The easiest vegan basil soup

I don't know why, but a few weeks ago I was really craving a healthy green soup. A warm bowl of steaming green soup was on my mind all day and I couldn't wait to get home to find a recipe to make some. 

When I walked into the apartment that evening, I immediately smelled something good coming from the kitchen. My roommate was cooking dinner and I couldn't believe what she was making: green soup! 

I obviously begged for the recipe (thanks, Dawn!) and decided to make it the next day. The original recipe is from Isa Chandra, (see the recipe here) but I've made several changes to it to make it a bit lighter and to avoid using garlic since I have an intolerance to it. If you don't like garlic or want to avoid it because it causes bloating, my recipe is for you! 

I like to use a bit of Sriracha to add a kick to it, but feel free to add your own favorite hot sauce or spices. You don't have to add a sauce to it, but I definitely recommend it because otherwise it can be bland. 

The best part about this recipe is that it is SO EASY TO MAKE! It's just a few simple ingredients and the cook time is super fast. 

This recipe makes enough for several meals, which is great for meal prepping for the week. When I was done cooking, I poured the leftovers into mason jars which were the perfect size for individual servings. 

I've made this recipe several times now and even my healthy-averse boyfriend enjoyed it, so that's saying something!

I hope you enjoy this recipe and if you make it, be sure to let me know how it was! 

Without further ado, here's the recipe: 

Ingredients 

  • 1 head of cauliflower 
  • 1 cup quinoa (cooked)
  • 1  1/2 cup basil leaves 
  • 1 can cannellini beans or navy beans 
  • 1 cup chopped kale 
  • 2 quarts low-sodium vegetable broth (2 boxes) 
  • 1 pinch thyme leaves 
  • pepper 
  • salt
  • sriracha (optional) 

Makes approx. 5 servings

What you'll need

  • blender (if you don't have a blender or food processor, just be sure to chop the cauliflower, basil, and kale into tiny pieces)
  • large pot 

Method

1. Prepare quinoa on stovetop. 

2. Cut cauliflower into small florets. 

3. Pour 6 cups of vegetable broth (1 and a half boxes) in a large pot over medium heat.

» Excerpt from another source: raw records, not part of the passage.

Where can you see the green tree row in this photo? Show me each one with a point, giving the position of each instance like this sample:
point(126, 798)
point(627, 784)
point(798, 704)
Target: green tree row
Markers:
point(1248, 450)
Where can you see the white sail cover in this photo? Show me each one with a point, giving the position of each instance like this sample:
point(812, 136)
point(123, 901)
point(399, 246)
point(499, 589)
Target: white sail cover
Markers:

Add cauliflower, thyme, and a sprinkle of pepper. Let boil for 15 minutes or so until the cauliflower is soft. Stir occasionally. 

4. Add kale and basil to the broth. Let cook for 5 more minutes. 

5. Pour contents of pot into a blender or food processor and blend for a few seconds until ingredients are finely chopped. 

6. Pour the contents of the blender back into the stovetop. Add the beans and cook for 5 more minutes. Sometimes the cauliflower absorbs a lot of the broth, if your soup is too thick, add some of the remaining broth and cook until it's hot. 

7. Add sriracha, salt and pepper to taste. 

8. When serving, add a 1/4 cup of quinoa to each bowl (***it is best to add quinoa at time of serving because otherwise, it will absorb a lot of the broth! Store your leftover quinoa in its own separate bag.)